Application Notes for oneMKL Summary Statistics

ID 772991
Date 3/31/2023
Public
Document Table of Contents

Estimating a Pooled/Group Variance-Covariance Matrices/Means

Use the VSL_SS_METHOD_1PASS method to compute pooled/group variance-covariance matrices, or pooled/group means.

For the definition of pooled/group variance-covariance matrices, see the Mathematical Notation and Definitions chapter in the Summary Statistics section of [MKLMan].

To compute a pooled variance-covariance and/or a pooled mean, you need to split observations into g groups by allocating array grp_indices of size n, where n is the number of observations. Indices of the groups take values from the range [0,1, ... g-1]. Thus, grp_indices[j]= k if observation j belongs to the group indexed k.

The pooled variance-covariance matrix is packed as a one-dimensional array. For information on available storage formats and memory requirements, see Table Storage formats of a variance-covariance/correlation matrix of the Summary Statistics section of [MKLMan]. The pooled mean estimate is returned in the array that should store at least p elements, where p is the dimension of the task.

You can get estimates for group variance-covariance matrices and/or group means by passing into the library the array grp_cov_indices of size g.

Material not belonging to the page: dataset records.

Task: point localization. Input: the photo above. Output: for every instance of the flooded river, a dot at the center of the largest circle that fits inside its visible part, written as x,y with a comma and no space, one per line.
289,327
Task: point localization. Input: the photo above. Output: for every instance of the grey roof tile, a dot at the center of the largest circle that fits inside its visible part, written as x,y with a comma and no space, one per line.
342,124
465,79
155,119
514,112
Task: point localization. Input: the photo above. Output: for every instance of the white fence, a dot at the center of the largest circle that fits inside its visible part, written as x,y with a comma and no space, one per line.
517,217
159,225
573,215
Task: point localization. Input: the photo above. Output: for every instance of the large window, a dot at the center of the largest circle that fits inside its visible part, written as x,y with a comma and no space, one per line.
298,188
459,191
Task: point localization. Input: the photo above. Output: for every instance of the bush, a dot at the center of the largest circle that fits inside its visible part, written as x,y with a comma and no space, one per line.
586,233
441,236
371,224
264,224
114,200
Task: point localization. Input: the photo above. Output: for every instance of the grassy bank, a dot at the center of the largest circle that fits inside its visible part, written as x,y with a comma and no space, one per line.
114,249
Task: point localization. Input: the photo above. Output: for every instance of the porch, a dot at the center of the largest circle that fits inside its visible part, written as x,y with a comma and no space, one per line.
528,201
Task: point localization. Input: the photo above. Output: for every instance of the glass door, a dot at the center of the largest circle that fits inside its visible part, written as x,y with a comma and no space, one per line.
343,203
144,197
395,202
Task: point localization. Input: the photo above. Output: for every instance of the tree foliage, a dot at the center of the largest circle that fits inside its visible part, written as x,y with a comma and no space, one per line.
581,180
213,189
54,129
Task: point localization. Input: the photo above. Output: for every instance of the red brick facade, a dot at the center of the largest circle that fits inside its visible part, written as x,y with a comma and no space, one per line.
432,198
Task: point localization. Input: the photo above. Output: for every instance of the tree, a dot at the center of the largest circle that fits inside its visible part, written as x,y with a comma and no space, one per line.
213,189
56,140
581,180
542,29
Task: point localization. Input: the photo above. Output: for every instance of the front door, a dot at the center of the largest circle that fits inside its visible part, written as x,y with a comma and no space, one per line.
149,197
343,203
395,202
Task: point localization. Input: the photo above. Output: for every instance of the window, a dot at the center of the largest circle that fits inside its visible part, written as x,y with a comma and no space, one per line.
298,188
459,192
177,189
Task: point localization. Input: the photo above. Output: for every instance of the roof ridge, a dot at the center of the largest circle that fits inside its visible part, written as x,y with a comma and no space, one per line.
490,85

This array determines the group variance-covariance matrices and/or means to be returned:

  1. If the group variance-covariance matrix and/or the vector of means are to be returned, grp_cov_indices[idx] = 1.

  2. Otherwise, grp_cov_indices[idx] = 0.

The estimates for group variance-covariance matrices and group means are stored in one-dimensional arrays grp_cov and grp_means, respectively.

The group means are packed in the grp_means array in series. The size of the array should be sufficient for at least p*k elements,

where

  1. p is the dimension of the task.

  2. k is the number of group matrices to be returned.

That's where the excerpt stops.